Es reconfortante, después de muchos años, sentir que el trabajo se reconoce y es valorado. Además con un personaje que, como bien decías, se cuenta en los silencios y en las miradas, no con las palabras. Que se reconozca ese trabajo, que es de fondo, en una película así, reconforta. Siempre se dice que el premio es estar nominado y yo, cuando escuchaba eso desde fuera, pensaba: 'Eso se lo dirá usted a todos', pero es que realmente es así. Cuando lo vives, realmente lo sientes así.

Más si cabe con esos compañeros de viaje en la nominación de su categoría: Alberto San Juan, Mario Casas, Manolo Solo y José Ramón Soroiz.

Sí, por lo que conlleva de reconocerte en ellos y sentir que formas parte de una terna de compañeros que consideras artesanos por su manera de hacer y de entender el oficio. Para ellos, al menos así lo siento, la interpretación no es una manera de hacer brillar al actor, sino de dar luz a los personajes para que sea el espectador quien, al verlos, se identifique o no con ellos y entienda sus miserias o sus grandezas. Para mí eso es interpretar, y creo que coincido bastante en cómo ven ellos esta profesión.

Tiene pendiente de estreno 'El ser querido', con Sorogoyen, con quien ya coincidió en 'Apagón'. ¿En qué registro podremos verle ahí?

Me vais a poder ver muy poquito, porque en realidad es casi como una colaboración en una secuencia, pero está bien porque es un mano a mano con Javier Bardem.

¿Qué otros proyectos tiene en cartera?

Ahora, tras pasar por el Festival de Málaga, se estrenará 'Calle Málaga', de Maryam Touzani.
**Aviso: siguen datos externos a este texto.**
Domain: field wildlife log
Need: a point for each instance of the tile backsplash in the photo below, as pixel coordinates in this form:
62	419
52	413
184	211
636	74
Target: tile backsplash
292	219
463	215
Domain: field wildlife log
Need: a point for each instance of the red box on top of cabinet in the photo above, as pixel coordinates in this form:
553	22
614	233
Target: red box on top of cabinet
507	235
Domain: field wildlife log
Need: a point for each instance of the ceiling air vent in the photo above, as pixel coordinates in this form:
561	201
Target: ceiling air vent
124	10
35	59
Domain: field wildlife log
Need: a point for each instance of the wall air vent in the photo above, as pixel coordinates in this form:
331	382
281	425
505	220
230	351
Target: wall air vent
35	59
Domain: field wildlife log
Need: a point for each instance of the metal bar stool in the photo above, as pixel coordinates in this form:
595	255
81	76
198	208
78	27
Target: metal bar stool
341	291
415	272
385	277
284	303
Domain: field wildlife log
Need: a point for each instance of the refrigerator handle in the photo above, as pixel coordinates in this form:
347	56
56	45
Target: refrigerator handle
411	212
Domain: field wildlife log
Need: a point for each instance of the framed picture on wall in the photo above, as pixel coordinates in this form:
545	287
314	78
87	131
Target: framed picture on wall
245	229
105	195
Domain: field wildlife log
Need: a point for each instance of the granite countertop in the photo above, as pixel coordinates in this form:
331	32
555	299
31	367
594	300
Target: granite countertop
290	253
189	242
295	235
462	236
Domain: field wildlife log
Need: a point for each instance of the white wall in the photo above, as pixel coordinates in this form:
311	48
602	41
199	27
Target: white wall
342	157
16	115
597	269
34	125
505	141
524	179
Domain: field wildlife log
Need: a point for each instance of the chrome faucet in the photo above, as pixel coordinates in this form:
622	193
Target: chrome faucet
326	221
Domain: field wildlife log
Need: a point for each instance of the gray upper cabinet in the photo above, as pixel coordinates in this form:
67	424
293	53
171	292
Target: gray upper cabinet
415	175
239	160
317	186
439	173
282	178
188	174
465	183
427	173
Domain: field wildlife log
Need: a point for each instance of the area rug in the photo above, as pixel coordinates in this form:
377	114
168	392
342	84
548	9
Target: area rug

Aún no he podido verla terminada, pero por su recorrido hasta ahora en festivales como Venecia o Toronto creo que es una película que también va a conectar con el público de una manera extraordinaria. Luego en junio tengo el rodaje del debut en el largometraje de Clara Santaolaya y antes otro proyecto, otra película de la que todavía no puedo contar nada.